A jig (solder for heat treatment of solder) used in a process of mounting an element by reflowing solder on a board to prevent adhesion of solder droplets to the board due to bumping of flux. There is no opening other than the bottom surface in contact with the substrate, and all or a part thereof is formed of a heat-resistant transparent resin plate. The heat-resistant transparent resin plate has a thermal shrinkage rate at 200 ° C. relative to normal temperature (20 ° C.) of 0. It is made of a thermosetting resin that is 5% or less, and the thermosetting resin is represented by the following general formula (2)
(Wherein R ³ represents a hydrogen atom or a methyl group, and A ² represents one or more organic residues having an alicyclic structure and / or an aromatic ring structure derived from dicarboxylic acid.)
And a group represented by the following general formula (3)
(In the formula, A ³ represents one or more organic residues having an alicyclic structure and / or an aromatic ring structure derived from dicarboxylic acid, and X represents ethylene glycol, propylene glycol, 1,3-propanediol, 1 , 3-butanediol, 1,4-butanediol, 1,5-pentanediol, neopentyl glycol, hexamethylene glycol , 1,4-cyclohexanedimethanol, 2-methyl-1,3-propanediol, 3-methyl -1,5-pentanediol, diethylene glycol, dipropylene glycol, triethylene glycol, polyethylene glycol, bisphenol-A ethylene oxide adduct, bisphenol-A propylene oxide adduct, hydrogenated bisphenol A, 2,2- [4 -(2-hydroxyethoxy) -3 5-dibromophenyl] propane, represents glycerin, trimethylolpropane, trimethylolethane, one or more organic residues derived from pentaerythritol or dipenta et Risuritoru. However, X is the formula by ester bonds (2) (A branched structure having the structure represented by the general formula (3) as a structural unit can be formed.)

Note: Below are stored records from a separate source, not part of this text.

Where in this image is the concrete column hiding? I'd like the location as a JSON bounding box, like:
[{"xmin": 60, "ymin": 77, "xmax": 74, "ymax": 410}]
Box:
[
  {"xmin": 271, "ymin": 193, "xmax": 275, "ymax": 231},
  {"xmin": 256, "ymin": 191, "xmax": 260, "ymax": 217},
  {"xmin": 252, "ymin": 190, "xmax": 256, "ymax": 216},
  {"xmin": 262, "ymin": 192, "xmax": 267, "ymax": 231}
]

A solder heat treatment jig, which is an allyl ester resin that is a cured product of an allyl ester resin composition mainly composed of an allyl ester oligomer having a structure represented by   The jig for solder heat treatment according to claim 1, wherein at least a window portion is formed of the heat-resistant transparent resin plate.   The jig for solder heat treatment according to claim 1 or 2, wherein the heat-resistant transparent resin plate has an elastic modulus of 2.5 to 3.5 GPa.   The jig for solder heat treatment according to claim 1, wherein the heat-resistant transparent resin plate has a surface hardness of pencil hardness H or more.   5. The solder heat treatment jig according to claim 1, wherein the heat-resistant transparent resin plate has a visible light transmittance of 85% or more and an infrared transmittance of 50% or more.   The jig for solder heat treatment according to any one of claims 1 to 5, wherein the heat-resistant transparent resin plate has a thickness of 0.1 mm or more and 1.5 mm or less.   An element is brought into contact with the conductive circuit on the substrate via cream solder, the element is covered with the solder heat treatment jig according to any one of claims 1 to 6, and the cream solder is reflowed in a heating furnace, A method of manufacturing a mounted electronic circuit board, comprising electrically connecting a conductive circuit and an element.